Britain take a strong five-man road team to the Olympics but no recognised sprinter. The final climb is thought to be too far from the finish line to favour Chris Froome or Adam Yates so Team GB will perhaps be hoping to get Steve Cummings, Ian Stannard or Geraint Thomas into a small breakaway group that could contest the medals.
In the women’s race World champion Lizzie Armitstead will be up against a strong Dutch team again as she hopes to upgrade the silver medal she won in London four years ago behind Marianne Vos.
Television commentator Anthony McCrossan was driven around the road race course this week and said, “It’s going to be an incredible race. The course is very hard with stunning scenery.”
UCI President Brian Cookson is also excited about Rio and told the press, “The road race mixes some of Rio’s most iconic backdrops such as Copacabana and Ipanema with some really testing sections such as the Grumari Circuit. The steep climb up Grumari Road is sure to provide a unique test for time trial riders.”
The men’s road race, over 237.5km, starts at 13.30 (finishing approx. 19.51) on Saturday (6th August) followed by the 136.9km women’s road race at 16.15 (finishing approx. 20.23) on Sunday.
GB Men’s team: Chris Froome; Steve Cummings; Ian Stannard; Geraint Thomas; and Adam Yates. GB Women’s team: Lizzie Armitstead; Nikki Harris; and Emma Pooley.
Team Great Britain is likely to select Chris Froome to compete in the time trial where he stands an excellent chance of following in the wheel tracks of Sir Bradley Wiggins and winning the gold medal. The GB selections for the time trial will be made after the road race events. Update: Team GB time trial selections are: Chris Froome, Geraint Thomas and Emma Pooley.
Both time trials place on Wednesday 10th August with the women riders starting first from 12.30 (racing over 29.86km) and the men riders heading out from 14.00. The men’s 54.56km two-lap course includes four significant climbs which will suit Tour de France winner Froome.
The large track programme starts on Thursday 11th August and the Men’s Team Sprint will be the first final. The Men’s Team Pursuit featuring Sir Bradley Wiggins will also begin on the opening day at 17.23 and the British quartet of Wiggins, Steven Burke, Ed Clancy and Owain Doull will be hoping to qualify for the final taking place at 18.20 on Friday 12th August. The track events continue until Tuesday 16th August.

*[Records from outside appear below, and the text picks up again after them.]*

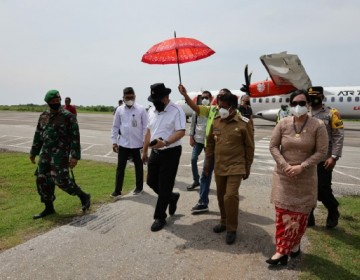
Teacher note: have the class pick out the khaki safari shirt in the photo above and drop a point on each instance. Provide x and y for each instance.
(230, 144)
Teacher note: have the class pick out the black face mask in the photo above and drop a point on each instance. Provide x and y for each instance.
(159, 106)
(315, 101)
(55, 106)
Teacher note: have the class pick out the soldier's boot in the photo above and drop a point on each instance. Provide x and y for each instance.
(49, 209)
(85, 200)
(311, 219)
(332, 218)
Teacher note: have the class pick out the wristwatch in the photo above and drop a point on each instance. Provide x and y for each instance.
(335, 157)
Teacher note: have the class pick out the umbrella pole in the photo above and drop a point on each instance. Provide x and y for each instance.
(177, 58)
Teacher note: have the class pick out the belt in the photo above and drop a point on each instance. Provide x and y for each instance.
(162, 151)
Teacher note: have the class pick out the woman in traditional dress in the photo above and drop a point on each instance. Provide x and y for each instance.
(298, 144)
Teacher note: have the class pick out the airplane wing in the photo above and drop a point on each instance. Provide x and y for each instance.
(286, 69)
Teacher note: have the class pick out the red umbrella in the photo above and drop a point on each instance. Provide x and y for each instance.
(177, 50)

The men’s triathlon is contested on Thursday 18th August with the women’s race on Saturday 20th August both starting at 11.00. Alistair Brownlee defends his Olympic title and heads a six-strong Team GB triathlon squad.
GB Men’s triathlon: Alistair Brownlee, Jonny Brownlee and Gordon Benson. GB Women’s triathlon: Non Stanford, Vicky Holland and Helen Jenkins.

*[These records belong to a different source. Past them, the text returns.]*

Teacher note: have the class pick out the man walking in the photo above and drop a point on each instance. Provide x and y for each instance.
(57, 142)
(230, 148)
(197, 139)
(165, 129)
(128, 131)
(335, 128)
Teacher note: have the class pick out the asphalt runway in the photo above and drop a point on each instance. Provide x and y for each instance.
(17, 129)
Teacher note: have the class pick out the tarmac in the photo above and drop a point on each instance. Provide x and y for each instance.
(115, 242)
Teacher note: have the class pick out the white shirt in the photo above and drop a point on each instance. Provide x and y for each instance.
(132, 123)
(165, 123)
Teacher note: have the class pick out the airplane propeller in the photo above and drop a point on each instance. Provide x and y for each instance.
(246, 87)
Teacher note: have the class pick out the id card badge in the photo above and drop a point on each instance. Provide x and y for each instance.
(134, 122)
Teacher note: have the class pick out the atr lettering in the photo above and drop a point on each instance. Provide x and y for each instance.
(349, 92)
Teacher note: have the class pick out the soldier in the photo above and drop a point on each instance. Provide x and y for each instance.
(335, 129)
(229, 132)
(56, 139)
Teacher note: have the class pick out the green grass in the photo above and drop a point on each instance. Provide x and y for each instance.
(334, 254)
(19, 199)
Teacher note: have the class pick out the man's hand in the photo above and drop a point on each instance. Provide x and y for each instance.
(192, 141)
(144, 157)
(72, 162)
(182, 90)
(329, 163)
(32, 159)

The cycling events at the Rio Olympics will conclude with the two mountain bike races, around a five kilometre lap, on the final weekend of competition. World road race champion Peter Sagan returns to off-road racing, but it would be a big surprise if he can beat the MTB specialists.
The women will race on Saturday 20th August and the men 24 hours later. Both races start at 16.30 and Grant Ferguson is the only British rider selected.
Olympic Cycling Timetable
Sat 6 Aug: Men’s Road Race.
Sun 7 Aug: Women’s Road Race.
Wed 10 Aug: Road Time Trials.
Thu 11 to Tue 16 Aug: Track events.
Thu 18 & Sat 20 Aug: Triathlon
Sat 20 & Sun 21 Aug: Mountain Biking.
The Paralympic Games follow on in Rio and run from 7-18th September.